Osservai Just un pò stupito. Non mi aspettavo quella domanda da lei.
"Beh Just ci siamo conosciuti ieri, e come prima cosa, da perfetto Dongiovanni, ho iniziato a provarci..." sorrisi, pensando al giorno prima. Parlavo con scioltezza e senza timore, tenendo Just stretta tra le mie braccia.
"...ma non pensare che quando ci provo con una ragazza, non la osservi e non mi faccia un pensiero su di lei..." in effetti forse era anche quello il motivo del mio grande successo con le donne "...tu mi sei sembrata subito molto buffa. Nessuno mi aveva mai tenuto testa come te sai?" sfiorai la punta del suo naso, con il dito, in un gesto affettuoso.
"Me ne hai combinate di tutti i colori ieri. Gettare nel fango Andrew Parker, è qualcosa che nessuno, nemmeno i ragazzi che mi odiano di più, avrebbe sognato di fare..." mi zittii per qualche secondo: Madama Pince stava passando lì vicino per mettere a posto dei libri, o così voleva farci credere. Secondo me, voleva sincerarsi che io e Just non stessimo facendo nulla di...'sconveniente'. *povera vecchia pazza...sapessi quante volte te l'ho fatta sotto il naso*
"Dicevo...e forse è stato proprio questo a piacermi tanto di te.
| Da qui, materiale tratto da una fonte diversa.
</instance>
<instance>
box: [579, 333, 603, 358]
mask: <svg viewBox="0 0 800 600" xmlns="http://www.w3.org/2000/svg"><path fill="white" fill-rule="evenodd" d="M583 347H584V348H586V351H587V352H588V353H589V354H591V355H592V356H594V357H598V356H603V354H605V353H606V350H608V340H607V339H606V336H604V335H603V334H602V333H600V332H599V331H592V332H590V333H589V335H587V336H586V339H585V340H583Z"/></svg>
Tu non mi tratti come fanno gli altri. Le altre persone sembrano una copia, una dell'altra. A volte mi sembrano facce tutte uguali e quello che devo semplicemente fare è comportarmi sempre allo stesso modo...Ma tu..." la guardai negli occhi "...tu sei il granello di sabbia, in mezzo a tanti sassi...luminosa e splendida..." le accarezzai il viso e la baciai.
Poi mi avvicinai al suo orecchio "Ehy Just, una cosa...non soffiare mai sul collo ad un ragazzo, potresti provocare reazioni imprevedibili, tipo questa..." mi avvicinai al suo collo e lo sfiorai con le labbra.